Une pétition citoyenne demande l’abrogation de la loi Duplomb

La pétition, initiée par l’étudiante de 23 ans Eléonore Pattery, non-militante et non encartée, demande l’ « abrogation immédiate » de la proposition de loi Duplomb, « la révision démocratique des conditions dans lesquelles elle a été adoptée » et « la consultation citoyenne des acteurs de la santé, de l’agriculture, de l’écologie et du droit ». Elle qualifie ce texte d’ « aberration scientifique, éthique, environnementale et sanitaire ». Pendant la dizaine de jours d’existence de la pétition, elle a été largement partagée sur les réseaux sociaux, par des comptes qui défendent l’environnement, comme @BonPote, mais aussi par des célébrités comme l’acteur Pierre Niney.
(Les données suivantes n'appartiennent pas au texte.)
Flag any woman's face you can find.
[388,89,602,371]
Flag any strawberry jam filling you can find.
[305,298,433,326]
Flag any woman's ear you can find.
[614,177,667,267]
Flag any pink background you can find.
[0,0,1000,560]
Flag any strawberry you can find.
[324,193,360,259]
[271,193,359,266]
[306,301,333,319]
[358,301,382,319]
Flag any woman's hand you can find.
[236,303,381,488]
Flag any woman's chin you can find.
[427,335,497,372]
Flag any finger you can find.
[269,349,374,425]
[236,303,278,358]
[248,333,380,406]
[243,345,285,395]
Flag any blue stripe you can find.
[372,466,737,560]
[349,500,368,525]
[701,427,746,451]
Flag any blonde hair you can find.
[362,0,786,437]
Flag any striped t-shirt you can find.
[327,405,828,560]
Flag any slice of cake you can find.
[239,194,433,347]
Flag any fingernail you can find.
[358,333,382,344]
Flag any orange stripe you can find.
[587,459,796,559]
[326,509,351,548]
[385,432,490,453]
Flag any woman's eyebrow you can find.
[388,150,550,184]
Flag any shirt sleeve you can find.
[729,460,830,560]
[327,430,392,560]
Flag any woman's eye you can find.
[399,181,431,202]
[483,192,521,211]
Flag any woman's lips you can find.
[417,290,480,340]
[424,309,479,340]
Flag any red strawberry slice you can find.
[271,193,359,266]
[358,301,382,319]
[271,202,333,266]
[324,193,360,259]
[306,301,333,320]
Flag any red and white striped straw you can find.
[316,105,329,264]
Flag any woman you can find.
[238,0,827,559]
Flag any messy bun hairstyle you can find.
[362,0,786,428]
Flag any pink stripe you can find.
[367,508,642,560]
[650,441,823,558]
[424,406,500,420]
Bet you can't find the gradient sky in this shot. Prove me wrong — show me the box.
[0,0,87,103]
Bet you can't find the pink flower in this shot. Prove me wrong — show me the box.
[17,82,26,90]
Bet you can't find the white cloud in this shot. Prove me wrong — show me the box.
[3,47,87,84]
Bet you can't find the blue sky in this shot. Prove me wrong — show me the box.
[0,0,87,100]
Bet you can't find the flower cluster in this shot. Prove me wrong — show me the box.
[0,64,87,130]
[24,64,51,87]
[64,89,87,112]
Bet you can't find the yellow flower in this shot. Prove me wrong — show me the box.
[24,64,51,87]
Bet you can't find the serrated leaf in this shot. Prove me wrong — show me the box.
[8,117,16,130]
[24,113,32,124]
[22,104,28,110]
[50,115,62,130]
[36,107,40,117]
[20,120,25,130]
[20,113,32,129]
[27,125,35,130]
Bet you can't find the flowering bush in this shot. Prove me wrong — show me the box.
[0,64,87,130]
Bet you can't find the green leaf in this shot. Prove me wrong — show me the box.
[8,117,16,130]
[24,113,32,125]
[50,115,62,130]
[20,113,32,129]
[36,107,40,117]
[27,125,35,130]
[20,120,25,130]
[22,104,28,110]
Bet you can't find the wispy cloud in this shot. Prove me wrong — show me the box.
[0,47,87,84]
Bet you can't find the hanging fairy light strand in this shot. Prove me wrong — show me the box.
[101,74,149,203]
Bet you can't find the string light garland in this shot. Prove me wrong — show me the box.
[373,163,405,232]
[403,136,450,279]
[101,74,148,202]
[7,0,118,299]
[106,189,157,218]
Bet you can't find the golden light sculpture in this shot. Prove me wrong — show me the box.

Ce texte, définitivement adopté par le Parlement le 8 juillet dernier, contient plusieurs mesures polémiques : la réautorisation sous conditions d’un pesticide néonicotinoïde interdit en France depuis 2020, la facilitation des projets de mégabassines ou encore une disposition facilitant les grands élevages. Ses partisans, eux, défendent un texte essentiel pour sauvegarder des filières agricoles qui risquent de disparaître.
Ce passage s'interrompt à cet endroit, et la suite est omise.